I built a Django application for a client about a year ago. He has now resold the application to some super secret government agency that they won't even tell me the name of.
Part of the application dynamically generates PDF files using the python library xhtml2pdf (pisa). The Government doesn't like this library, they won't tell me why, they said I have to use HTMLDOC for pdf generation.
There's not much documentation on this library, but from reading the PHP example, it looks like you can just communicate with it through the shell, so it should work with Python. However, I'm having a hard time passing the html to HTMLDOC. It looks like HTMLDOC will only accept a file, but I really need to pass the html as a string since it's dynamically generated. (Or write the html string to a temporary file and then pass that temporary file to HTMLDOC).
I thought StringIO would work for this, but I'm getting an error. Here's what I have:
def render_to_pdf(template_src, context_dict):
template = get_template(template_src)
context = Context(context_dict)
html = template.render(context)
result = StringIO.StringIO(html.encode("utf-8"))
os.putenv("HTMLDOC_NOCGI", "1")
#this line throws "[Errno 2] No such file or directory"
htmldoc = subprocess.Popen("htmldoc -t pdf --quiet '%s'" % result, stdout=subprocess.PIPE).communicate()
pdf = htmldoc[0]
result.close()
return HttpResponse(pdf, mimetype='application/pdf')
Any ideas, tips, or help would be really appreciated.
Thanks.
UPDATE
Stack Trace:
Environment:
Request Method: GET
Request URL: (redacted)
Django Version: 1.3 alpha 1 SVN-14921
Python Version: 2.6.5
Installed Applications:
['django.contrib.auth',
'django.contrib.contenttypes',
'django.contrib.sessions',
'django.contrib.sites',
'django.contrib.messages',
'django.contrib.admin',
'application']
Installed Middleware:
('django.middleware.common.CommonMiddleware',
'django.contrib.sessions.middleware.SessionMiddleware',
'django.middleware.csrf.CsrfViewMiddleware',
'django.contrib.auth.middleware.AuthenticationMiddleware',
'django.contrib.messages.middleware.MessageMiddleware')
Traceback:
File "/usr/local/lib/python2.6/dist-packages/django/core/handlers/base.py" in get_response
111. response = callback(request, *callback_args, **callback_kwargs)
File "/usr/local/lib/python2.6/dist-packages/django/contrib/auth/decorators.py" in _wrapped_view
23. return view_func(request, *args, **kwargs)

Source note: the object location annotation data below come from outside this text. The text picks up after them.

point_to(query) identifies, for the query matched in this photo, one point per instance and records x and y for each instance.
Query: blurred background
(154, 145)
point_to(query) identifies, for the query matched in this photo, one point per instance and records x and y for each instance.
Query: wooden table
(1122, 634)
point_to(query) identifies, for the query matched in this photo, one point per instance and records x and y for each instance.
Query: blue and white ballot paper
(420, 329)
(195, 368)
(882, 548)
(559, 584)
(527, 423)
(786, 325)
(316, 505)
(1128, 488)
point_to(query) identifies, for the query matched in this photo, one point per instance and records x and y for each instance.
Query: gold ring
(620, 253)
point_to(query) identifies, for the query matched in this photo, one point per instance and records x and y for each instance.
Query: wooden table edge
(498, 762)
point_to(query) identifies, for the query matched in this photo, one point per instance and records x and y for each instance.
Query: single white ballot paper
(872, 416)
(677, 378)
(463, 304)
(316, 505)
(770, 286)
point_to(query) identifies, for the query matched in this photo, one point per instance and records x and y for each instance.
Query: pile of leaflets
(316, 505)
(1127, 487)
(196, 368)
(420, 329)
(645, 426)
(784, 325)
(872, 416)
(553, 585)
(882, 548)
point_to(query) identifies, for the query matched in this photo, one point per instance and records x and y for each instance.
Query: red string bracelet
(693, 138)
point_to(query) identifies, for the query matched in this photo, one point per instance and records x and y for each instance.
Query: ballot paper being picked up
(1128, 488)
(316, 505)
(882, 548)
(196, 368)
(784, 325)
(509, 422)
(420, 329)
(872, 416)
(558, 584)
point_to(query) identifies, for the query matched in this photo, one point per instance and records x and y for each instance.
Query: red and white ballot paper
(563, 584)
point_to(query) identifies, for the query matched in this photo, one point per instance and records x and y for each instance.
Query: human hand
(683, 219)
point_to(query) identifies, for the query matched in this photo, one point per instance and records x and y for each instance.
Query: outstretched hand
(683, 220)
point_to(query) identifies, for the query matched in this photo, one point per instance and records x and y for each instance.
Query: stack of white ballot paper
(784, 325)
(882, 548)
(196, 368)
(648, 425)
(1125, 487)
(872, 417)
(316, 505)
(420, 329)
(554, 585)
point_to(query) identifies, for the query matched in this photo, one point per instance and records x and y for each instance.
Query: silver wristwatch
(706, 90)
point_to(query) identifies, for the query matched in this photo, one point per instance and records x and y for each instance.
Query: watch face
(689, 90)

File "/home/ascgov/application/views/pdf.py" in application_pdf
90. 'user':owner})
File "/home/ascgov/application/views/pdf.py" in render_to_pdf
53. htmldoc = subprocess.Popen("/usr/bin/htmldoc -t pdf --quiet '%s'" % result, stdout=subprocess.PIPE).communicate()
File "/usr/lib/python2.6/subprocess.py" in __init__
633. errread, errwrite)
File "/usr/lib/python2.6/subprocess.py" in _execute_child
1139. raise child_exception
Exception Type: OSError at /pdf/application/feed-filtr/
Exception Value: [Errno 2] No such file or directory
First, subprocess.Popen
's first arg should generally be a list (unless you also pass shell=True
). The No such file or directory
is almost certainly caused by the absence of a file named "htmldoc -t pdf --quiet '...
on the system (it's trying to find and run the program named for the whole string value).
Second, if you give htmldoc some html on its stdin, it'll spit out a pdf on its stdout, thus avoiding the need for a temporary file.
Give this a try (untested):
htmldoc = subprocess.Popen(
['/usr/bin/htmldoc', '-t', 'pdf', '--webpage', '-'],
stdin=subprocess.PIPE, stdout=subprocess.PIPE, stderr=subprocess.PIPE
)
stdout, stderr = htmldoc.communicate(html)
NB: substitute /usr/bin/htmldoc
for the real path to htmldoc on your system.
The -
argument to the htmldoc program, tells it to read from stdin. You'll pass your html string value (html
) to htmldoc's stdin
as an argument to the htmldoc.communicate
call. The resulting pdf output should be available in stdout
, and any other messages or stats in stderr
.
Edit: The documentation does seem a bit wonky, but there is quite a bit of it. You might have better luck with the html in one page or pdf versions, or the man page.
Also, be sure to pass a string, or similar, to the stdin of the htmldoc process. Passing a StringIO object directly, as was implied by my previous code snippet, won't work.